I am so grateful that a few years ago 2BC decided to engage in deep, serious, and thoughtful discernment about its stance on LGBTQ+ inclusion. I am even more grateful that 2BC discerned that God’s Good Future includes the LGBTQ+ community not in spite of their sexual or gender identities, but because of their sexual and gender identities. And I am grateful that 2BC has put its discernment into action. We see LGBTQ+ 2BC members leading worship, participating in committees, and being ordained as Deacons and ordained for the Gospel Ministry. Because 2BC has chosen to “say gay”- to speak up about the Image of God that exists in the LGBTQ+ community-, it has created a space that is extremely unique in the State of Arkansas. It has created a space where the children and youth of Second Baptist can see LGBTQ+ people fully involved in the life of the church. It has created a space where those same children and youth who may discern for themselves that they are members of the LGBTQ+ community have an open and affirming church that will not ask them to be anyone else than who they were created and called by God to be. And thanks be to God for that.

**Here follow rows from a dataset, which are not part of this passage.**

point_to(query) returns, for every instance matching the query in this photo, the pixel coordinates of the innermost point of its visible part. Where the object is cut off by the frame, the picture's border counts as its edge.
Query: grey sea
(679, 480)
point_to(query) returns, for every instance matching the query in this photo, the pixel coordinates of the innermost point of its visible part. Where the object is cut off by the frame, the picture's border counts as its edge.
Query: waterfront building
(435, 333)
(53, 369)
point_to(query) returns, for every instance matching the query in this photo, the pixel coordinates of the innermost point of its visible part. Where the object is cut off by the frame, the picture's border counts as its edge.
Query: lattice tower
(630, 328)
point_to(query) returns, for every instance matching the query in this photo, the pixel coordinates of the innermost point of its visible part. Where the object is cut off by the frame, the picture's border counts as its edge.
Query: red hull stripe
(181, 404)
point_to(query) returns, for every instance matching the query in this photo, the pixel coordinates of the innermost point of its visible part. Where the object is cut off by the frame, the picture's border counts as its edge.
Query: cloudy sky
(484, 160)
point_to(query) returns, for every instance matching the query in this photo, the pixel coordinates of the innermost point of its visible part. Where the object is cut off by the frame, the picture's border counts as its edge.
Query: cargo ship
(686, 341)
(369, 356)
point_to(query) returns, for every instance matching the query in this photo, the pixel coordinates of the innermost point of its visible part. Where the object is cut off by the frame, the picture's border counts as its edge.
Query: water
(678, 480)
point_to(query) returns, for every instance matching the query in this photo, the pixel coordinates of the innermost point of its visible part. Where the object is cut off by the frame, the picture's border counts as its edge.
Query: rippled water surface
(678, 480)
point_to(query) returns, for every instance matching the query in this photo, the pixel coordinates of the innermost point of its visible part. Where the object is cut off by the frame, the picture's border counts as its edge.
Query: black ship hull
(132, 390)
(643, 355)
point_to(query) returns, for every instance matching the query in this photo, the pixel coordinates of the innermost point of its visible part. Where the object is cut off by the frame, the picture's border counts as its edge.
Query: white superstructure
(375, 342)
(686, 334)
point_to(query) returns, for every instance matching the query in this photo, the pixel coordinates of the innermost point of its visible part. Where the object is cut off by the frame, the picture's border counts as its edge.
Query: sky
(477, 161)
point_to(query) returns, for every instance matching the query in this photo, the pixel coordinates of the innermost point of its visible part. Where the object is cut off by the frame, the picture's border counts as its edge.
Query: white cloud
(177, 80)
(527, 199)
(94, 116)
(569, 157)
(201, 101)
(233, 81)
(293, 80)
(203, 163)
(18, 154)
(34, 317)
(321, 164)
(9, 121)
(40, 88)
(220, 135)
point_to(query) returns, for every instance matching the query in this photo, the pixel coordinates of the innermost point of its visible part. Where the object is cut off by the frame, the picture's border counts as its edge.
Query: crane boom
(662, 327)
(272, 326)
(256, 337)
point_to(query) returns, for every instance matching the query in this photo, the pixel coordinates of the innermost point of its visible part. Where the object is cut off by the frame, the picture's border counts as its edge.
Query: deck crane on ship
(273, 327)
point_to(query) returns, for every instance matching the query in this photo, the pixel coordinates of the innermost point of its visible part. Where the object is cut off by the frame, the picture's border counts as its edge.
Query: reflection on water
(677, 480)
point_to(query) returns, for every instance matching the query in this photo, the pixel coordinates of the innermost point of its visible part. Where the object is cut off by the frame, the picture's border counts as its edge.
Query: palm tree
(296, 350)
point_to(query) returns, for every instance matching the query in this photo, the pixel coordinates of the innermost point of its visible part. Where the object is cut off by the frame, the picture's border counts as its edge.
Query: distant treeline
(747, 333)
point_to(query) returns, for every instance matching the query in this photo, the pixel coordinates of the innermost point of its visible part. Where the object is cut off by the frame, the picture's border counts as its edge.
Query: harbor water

But there is more to be done. It is good and right that 2BC has embraced a Gospel of full inclusion within our own walls and ministries. However, the time is here when we must speak out and advocate for that Gospel and those people beyond these walls. What happens in Florida rarely stays in Florida. Hurtful and dangerous anti-trans legislation has already been passed into law here in Arkansas and some politicians are boasting of getting it passed. And we can be quite certain that a “Don’t Say Gay” bill is on its way to the General Assembly in addition to other legislation that hatefully and maliciously targets the LGBTQ+ community in Arkansas. 2BC must continue to stand with and advocate for the people with whom Jesus would stand with and advocate for. I have no doubt that 2BC will do so, but there is a long road ahead.
And that’s why at 2BC we must continue to “Say Gay”. We must continue to create spaces that are safe and affirming and loving for those of us who are members of the LGBTQ+ community. We must continue to be an ally and fight for the lives and rights of the LGBTQ+ community in the face of the leviathan of anti-LGBTQ+ legislation. We must continue to “Say Gay” because God does. Because if humans are created in God’s likeness, the God’s likeness consists of being queer and gay and bisexual and lesbian and asexual and trans. And God said all of that was good. And so should we.